Trike thoughts

As you know I love recumbent trikes. They are a blast to ride, comfortable and safe. They also have the potential for amazing speed (particularly with gravity assist).

But they have disadvantages too. That is one reason we all need to follow Richard Ballentines advice and have more than one bike.

Anyway three very different trike ideas have caught my eye this week.

First, the 2006 Trice Standard Models from ICE. I have linked to these before but mention them again as the current state of the art in tadpole trike design. You can’t go wrong with one of these. The team really know what they are doing. Plus of course for us Brits this is one of the few opportunities to buy a local product (although I suspect the foreign parts count rises with every new Trice model).

Second, the Shortbike. I found this in Velo Vision (which has much better photos in issue 20 than on the manufacturers website). This is not high performance (and the riding position looks like you end up a bit odd with both legs and arms stuck out in front). But the idea is great: sealed drive, bends in the middle via handlebars and good carrying capacity at the back. I would think that for a pop to the school or shops machine it could be great.

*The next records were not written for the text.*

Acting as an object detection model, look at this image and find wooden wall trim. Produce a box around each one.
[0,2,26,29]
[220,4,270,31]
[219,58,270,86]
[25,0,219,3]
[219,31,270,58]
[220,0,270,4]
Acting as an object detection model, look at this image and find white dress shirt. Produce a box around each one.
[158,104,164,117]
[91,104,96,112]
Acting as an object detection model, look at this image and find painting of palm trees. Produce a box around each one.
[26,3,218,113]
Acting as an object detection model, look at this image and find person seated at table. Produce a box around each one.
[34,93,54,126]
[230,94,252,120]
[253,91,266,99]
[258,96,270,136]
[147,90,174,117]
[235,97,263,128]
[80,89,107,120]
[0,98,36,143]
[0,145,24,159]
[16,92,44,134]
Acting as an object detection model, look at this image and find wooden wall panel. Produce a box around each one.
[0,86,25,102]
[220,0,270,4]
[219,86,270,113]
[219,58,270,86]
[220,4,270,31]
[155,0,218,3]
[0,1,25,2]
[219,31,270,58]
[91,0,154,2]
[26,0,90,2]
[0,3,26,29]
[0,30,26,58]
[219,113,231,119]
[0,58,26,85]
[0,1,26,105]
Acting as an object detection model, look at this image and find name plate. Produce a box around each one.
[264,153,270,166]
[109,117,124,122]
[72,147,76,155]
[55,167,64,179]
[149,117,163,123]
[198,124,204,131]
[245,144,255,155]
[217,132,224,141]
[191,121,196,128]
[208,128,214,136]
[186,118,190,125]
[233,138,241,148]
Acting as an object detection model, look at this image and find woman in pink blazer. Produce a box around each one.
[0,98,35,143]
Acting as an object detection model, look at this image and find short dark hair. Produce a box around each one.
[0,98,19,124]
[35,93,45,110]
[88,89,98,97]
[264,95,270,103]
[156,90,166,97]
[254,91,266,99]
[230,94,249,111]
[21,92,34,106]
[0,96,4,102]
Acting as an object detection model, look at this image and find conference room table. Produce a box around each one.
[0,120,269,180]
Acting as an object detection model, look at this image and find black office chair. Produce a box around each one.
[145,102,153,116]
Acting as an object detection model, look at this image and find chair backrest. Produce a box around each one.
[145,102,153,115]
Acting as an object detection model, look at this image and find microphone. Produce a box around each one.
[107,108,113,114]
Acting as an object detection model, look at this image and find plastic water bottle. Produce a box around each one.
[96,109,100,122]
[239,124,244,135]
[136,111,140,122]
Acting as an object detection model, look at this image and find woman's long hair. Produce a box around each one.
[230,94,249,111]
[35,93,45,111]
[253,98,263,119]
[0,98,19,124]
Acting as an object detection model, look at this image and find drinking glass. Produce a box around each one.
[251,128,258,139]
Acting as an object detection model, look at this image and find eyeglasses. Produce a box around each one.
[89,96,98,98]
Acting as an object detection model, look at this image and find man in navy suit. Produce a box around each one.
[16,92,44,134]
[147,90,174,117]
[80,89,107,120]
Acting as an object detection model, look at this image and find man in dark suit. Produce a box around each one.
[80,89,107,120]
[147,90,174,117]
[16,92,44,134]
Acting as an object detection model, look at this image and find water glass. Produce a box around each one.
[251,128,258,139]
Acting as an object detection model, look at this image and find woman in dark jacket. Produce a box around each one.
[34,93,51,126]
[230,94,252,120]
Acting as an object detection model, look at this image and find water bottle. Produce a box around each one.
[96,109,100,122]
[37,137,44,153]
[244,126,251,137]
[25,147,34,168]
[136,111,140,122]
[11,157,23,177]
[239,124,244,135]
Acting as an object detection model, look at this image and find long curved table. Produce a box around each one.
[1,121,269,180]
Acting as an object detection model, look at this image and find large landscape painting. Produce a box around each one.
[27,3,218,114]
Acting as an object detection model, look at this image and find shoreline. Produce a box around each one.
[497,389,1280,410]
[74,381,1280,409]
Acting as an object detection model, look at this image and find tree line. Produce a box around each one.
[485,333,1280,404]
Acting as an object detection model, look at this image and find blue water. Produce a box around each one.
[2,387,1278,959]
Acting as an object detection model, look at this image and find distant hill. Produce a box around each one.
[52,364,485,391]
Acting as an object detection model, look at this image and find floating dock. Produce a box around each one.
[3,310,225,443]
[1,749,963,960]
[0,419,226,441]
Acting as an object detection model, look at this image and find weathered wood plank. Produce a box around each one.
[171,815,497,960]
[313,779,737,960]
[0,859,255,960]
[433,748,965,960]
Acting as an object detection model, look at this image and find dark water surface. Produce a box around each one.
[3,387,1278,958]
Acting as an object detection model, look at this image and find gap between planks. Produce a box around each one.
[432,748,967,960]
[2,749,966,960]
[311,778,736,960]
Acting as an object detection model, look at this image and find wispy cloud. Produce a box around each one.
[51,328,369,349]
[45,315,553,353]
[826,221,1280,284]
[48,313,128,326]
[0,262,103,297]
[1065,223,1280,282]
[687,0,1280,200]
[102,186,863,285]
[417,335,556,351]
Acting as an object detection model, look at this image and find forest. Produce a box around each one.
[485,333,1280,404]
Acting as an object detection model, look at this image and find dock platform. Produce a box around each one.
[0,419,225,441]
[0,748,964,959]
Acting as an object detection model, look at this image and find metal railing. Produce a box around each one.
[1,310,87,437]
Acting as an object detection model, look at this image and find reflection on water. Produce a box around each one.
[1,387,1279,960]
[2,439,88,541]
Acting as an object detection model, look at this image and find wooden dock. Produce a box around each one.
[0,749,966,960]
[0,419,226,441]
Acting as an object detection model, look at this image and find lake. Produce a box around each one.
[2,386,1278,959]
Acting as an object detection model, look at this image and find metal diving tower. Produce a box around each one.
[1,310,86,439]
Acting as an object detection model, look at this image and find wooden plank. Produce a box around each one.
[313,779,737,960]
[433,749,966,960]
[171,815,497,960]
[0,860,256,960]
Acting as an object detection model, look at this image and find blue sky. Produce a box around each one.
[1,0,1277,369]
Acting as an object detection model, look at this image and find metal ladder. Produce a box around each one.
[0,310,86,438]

Third are some pictures from Ian Sims of Greenspeed of a Front Wheel Drive, Rear Wheel Steer trike that they produced for a primary school to race (he writes of reaching 78 kmph). It makes me wonder if this might be the basis for a fast low maintenance trike.

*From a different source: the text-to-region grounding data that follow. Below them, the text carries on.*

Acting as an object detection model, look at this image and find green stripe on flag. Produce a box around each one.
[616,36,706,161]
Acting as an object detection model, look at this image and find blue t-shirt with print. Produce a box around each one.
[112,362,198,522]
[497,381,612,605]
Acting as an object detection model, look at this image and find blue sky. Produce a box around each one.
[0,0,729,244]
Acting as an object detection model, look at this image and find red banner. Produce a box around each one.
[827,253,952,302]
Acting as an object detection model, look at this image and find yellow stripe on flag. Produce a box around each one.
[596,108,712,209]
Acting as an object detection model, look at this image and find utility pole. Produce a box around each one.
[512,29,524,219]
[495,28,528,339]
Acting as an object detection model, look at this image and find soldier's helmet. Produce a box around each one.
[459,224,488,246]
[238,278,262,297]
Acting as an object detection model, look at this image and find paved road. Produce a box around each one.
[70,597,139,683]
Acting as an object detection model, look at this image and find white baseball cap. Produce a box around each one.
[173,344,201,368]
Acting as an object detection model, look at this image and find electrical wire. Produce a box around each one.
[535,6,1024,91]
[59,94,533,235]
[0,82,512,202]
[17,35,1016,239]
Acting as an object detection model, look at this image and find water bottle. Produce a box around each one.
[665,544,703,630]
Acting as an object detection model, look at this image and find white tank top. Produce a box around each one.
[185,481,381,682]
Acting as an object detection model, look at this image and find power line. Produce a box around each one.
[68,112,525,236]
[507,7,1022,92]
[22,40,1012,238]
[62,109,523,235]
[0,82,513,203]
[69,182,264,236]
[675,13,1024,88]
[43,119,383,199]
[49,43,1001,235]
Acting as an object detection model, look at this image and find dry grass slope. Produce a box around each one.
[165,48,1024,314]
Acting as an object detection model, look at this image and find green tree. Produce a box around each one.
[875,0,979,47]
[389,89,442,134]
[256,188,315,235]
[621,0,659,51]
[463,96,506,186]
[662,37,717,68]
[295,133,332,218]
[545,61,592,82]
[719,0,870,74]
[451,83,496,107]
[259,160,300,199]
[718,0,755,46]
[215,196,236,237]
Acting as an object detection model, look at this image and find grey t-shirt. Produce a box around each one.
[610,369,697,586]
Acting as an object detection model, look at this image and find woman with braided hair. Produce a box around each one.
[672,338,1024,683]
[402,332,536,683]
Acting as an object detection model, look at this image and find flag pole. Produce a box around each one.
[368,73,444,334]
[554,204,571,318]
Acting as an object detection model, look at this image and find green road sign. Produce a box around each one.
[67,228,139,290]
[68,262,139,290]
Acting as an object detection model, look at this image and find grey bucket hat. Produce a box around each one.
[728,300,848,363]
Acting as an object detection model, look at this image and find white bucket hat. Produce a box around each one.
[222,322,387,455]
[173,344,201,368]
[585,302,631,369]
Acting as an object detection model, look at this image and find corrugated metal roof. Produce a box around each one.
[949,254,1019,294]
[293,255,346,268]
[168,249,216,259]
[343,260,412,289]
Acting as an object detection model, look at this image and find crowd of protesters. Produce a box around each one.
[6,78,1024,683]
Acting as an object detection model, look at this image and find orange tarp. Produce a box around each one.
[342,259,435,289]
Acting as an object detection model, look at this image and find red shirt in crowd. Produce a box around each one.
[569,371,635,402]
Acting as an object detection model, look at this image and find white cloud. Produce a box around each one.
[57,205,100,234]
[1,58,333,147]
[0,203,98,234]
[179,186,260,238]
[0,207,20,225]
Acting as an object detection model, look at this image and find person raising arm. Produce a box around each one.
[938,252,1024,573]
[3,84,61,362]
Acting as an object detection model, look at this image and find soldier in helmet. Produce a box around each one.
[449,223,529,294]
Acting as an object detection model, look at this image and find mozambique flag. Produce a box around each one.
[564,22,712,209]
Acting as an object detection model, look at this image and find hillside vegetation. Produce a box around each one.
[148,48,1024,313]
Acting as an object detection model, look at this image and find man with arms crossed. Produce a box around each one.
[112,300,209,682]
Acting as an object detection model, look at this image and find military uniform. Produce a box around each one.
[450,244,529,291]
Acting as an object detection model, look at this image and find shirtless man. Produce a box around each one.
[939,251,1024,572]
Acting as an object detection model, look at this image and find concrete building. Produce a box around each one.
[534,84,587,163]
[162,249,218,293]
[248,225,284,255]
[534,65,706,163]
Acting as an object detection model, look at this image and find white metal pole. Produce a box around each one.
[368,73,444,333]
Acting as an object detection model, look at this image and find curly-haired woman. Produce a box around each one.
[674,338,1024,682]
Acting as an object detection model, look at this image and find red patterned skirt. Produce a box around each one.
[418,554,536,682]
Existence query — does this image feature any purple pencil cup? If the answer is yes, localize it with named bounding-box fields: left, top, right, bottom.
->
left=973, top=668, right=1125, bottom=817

If the front wheel drive used a Rohloff then the chain could easily be fully enclosed and thus last for ever. If the drive could be to both front wheels then traction and tracking would be great. The rear could easily detach for folding (no chain to worry about). Different rears could easily be connected for load carrying etc. The front wheels will be easy to fit superb mudguards to (with full side protection) making this a great winter trike. Oh and it could easily be very low indeed (no chain going under the seat) for stability and aerodynamics.

Getting the steering right will be tricky (I guess that building a development rear with everything adjustable would be essential). But the wonderful stuff about the Dymaxion car would provide some info.

If you go for 2 wheel drive at the front then either you keep it really simple and just direct drive both and ignore scrub (could get you through tyres really quickly). Or you add a freewheel in each hub (that means you are always driving just the inner wheel when cornering which might work well with rear steering by helping straight line stability). Or you have a differential (poor for cost, weight, efficiency) but will be best when turning lots of tight turns as you don’t just drive the inside wheel (which is a problem on really tight turns as it will hardly move at all).

One wheel drive will be ok as long as it is the inside wheel (drives you up the crown of the road) until you try to climb a steep hill in the wet or when there is ice about when you are going to go nowhere. For race track use it is probably optimal for weight saving (although then it would be best to be the outside wheel).